We may even speak these words when things aren’t going comfortably, but the real question is, “Do we believe it to be true… in all circumstances… and under all conditions? When we find ourselves in distress, are we willing to practice it?”
All too frequently when conditions don’t seem to be falling into place – according to our expectations – we suddenly drop our whole spiritual outlook, cycle back into negative emotions and then carry those negative emotions forward into a negative experience. I know, because I’ve done. I get into one of those, “You know what?? I’m upset and I don’t care!” kind of moods. That approach keeps us locked into discomfort. “I’m happy feeling crappy.” Happy?
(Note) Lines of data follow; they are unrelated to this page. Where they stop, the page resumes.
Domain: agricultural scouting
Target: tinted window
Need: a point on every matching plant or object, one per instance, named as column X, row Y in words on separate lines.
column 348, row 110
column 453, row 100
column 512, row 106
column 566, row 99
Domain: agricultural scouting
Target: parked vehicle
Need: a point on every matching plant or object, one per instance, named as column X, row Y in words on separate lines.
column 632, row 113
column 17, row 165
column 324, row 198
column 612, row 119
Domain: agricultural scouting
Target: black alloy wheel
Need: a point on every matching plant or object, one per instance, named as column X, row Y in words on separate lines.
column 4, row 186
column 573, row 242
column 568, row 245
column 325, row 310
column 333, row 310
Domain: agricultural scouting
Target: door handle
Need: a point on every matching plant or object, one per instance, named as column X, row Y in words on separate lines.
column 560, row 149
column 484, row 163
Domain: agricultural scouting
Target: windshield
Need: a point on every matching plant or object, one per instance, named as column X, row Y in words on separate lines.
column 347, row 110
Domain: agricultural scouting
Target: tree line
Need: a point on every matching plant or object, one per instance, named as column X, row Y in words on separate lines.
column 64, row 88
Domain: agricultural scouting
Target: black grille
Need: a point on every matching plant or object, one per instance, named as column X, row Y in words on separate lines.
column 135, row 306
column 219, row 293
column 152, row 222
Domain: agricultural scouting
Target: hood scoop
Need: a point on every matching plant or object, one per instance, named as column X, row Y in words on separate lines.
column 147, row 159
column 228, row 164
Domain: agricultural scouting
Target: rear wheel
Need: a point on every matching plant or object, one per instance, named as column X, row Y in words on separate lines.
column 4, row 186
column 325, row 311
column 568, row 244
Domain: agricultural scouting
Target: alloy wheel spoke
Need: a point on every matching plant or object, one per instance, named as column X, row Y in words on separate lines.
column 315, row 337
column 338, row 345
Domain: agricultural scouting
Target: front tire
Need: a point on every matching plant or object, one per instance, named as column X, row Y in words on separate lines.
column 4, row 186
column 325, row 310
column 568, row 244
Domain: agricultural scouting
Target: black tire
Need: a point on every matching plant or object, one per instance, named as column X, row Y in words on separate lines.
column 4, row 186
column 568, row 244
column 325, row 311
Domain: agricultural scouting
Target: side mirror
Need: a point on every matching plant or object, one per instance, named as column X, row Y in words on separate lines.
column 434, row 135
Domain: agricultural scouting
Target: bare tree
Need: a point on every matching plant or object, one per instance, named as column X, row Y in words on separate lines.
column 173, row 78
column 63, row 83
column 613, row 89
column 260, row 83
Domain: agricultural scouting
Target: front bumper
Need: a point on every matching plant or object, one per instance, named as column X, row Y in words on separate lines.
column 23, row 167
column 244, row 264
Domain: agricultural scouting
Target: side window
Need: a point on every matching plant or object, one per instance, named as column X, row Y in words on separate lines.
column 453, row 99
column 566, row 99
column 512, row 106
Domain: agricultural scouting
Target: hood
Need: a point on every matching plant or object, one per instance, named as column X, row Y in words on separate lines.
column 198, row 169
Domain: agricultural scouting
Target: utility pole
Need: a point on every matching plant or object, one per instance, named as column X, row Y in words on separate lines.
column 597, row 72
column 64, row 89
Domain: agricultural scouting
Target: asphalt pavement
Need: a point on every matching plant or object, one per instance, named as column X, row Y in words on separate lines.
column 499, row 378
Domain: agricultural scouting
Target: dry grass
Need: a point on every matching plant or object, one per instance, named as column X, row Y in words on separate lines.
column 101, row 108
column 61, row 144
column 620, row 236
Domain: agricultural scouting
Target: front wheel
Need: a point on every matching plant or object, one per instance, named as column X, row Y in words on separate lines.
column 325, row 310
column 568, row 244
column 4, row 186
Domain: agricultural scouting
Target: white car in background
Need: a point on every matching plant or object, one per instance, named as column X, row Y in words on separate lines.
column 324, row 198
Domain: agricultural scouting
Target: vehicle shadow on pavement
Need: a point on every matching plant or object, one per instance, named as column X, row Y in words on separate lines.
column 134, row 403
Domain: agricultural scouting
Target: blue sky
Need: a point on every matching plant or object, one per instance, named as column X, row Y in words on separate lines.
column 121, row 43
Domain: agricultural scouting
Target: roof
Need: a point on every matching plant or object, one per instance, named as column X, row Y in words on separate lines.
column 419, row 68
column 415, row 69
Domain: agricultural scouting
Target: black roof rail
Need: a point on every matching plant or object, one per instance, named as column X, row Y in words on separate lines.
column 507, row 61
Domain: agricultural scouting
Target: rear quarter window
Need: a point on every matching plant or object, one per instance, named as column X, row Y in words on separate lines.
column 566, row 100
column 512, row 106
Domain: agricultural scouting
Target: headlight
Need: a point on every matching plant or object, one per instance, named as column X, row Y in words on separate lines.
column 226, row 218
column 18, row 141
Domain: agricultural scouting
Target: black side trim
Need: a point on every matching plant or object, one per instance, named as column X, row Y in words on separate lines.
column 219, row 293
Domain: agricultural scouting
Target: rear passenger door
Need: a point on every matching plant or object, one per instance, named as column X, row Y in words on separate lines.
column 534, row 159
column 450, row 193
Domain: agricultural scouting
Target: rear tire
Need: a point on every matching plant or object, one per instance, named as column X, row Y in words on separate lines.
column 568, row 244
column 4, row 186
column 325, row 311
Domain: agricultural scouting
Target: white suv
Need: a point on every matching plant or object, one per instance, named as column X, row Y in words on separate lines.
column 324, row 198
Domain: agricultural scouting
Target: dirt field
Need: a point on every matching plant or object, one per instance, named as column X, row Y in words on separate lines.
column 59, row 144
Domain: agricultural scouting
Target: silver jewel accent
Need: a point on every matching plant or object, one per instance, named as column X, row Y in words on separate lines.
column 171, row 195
Really?
It’s been many years since we had lunch with our friends, Jim and Connie. Jim ordered Chicken salad and Jane ordered egg salad. When the waitress left our table, I think it was Jim that said, “Now we’re going to get an answer to that age old question… “Which comes first, the chicken or the egg!”
Despite the bad joke, I do have a “chicken or egg” kind of question, “Which comes first, our thoughts or our feelings?
Let me ask that a different way, “Do our thoughts tell us how to feel or do our feelings tell us what to think?”
Our way of thinking creates the experience of our life.
Winston Churchill said, “Attitude is a little thing that makes a BIG difference.”
“Attitude is a little thing that makes a BIG difference.” Winston Churchill.
It’s very important for us to realize that it’s up to us to initiate ourselves into a mindset that brings happiness, peace, joy, serenity, and feeling good.
Let me tell you how I used my own thinking to crate a new experience of my life. Once I had become aware there was a difference between my Reality and my personality, I made a conscious effort to think differently when I felt the sting of what I thought was criticism. I began to think differently when I’d catch myself counseling myself that I was a failure, or stupid, or unworthy, etc. I began to say to myself, about the destructive self-talk, “That’s not about me, that’s about my personality and I am not my personality.”
That’s not about the truth of me… my divinity… but about the limited way I express myself in the world… which can change. I began to transition my identity from being about my personality to the concept, and then the awareness, of my identity being something holy… divine… and then my self-talk and my personality improved simultaneously.
Less and less mental and emotional self-abuse, led to a healing of my thinking about myself.
There once was a man who grew an amazing amount of food in a 5’ x 5’ garden. He had virtually no weeds. He said for years he had lots of weeds and spent lots of time weeding. Then he decided to plant twice as many vegetables in the same amount of space. Pretty soon the root system took over and there was no room for weeds.
This formula works not only in horticulture but is also effective in keeping negative thinking weeded out of our minds. I invite you to keep the fertile garden of your mind planted with life-affirming thoughts; whole, holy healing thoughts until they take root and the weeds of negativity cannot grow.
Myrtle Fillmore, co-founder of Unity healed herself from an illness and her lifelong belief that she would always have that illness.
Do you know that there is biology to belief? Dr. Bruce Lipton demonstrates this in his book “The Biology of Belief.” In it he presents scientific evidence of the biological mechanics of our thinking.
Our way of thinking creates the physical, as well as the mental and emotional experience of our life. Mrs. Fillmore had the awareness and the experience, and Dr. Lipton showed the science behind it one hundred years later.
We live from the inside out; our thoughts manifest the experience in our life.
Understanding, really understanding, that our way of thinking creates the experience of our life is a light that will illumine and enliven our spiritual practice.
By the way, do you want to know what your spiritual practice is? It’s your daily life!
Knowing that our way of thinking creates the experience of our life will bring clarity to affirmative prayer; it will bring clarity to forgiveness; it will bring clarity to self-awareness; it will bring clarity to relationships with one another, it will bring clarity to our relationship with the world, it will bring clarity to our relationship with our health… and it will bring clarity to our awareness of the Presence of God.
This week, if you’re willing, trying up-leveling your thinking when you find yourself in negativity and see how your experience changes.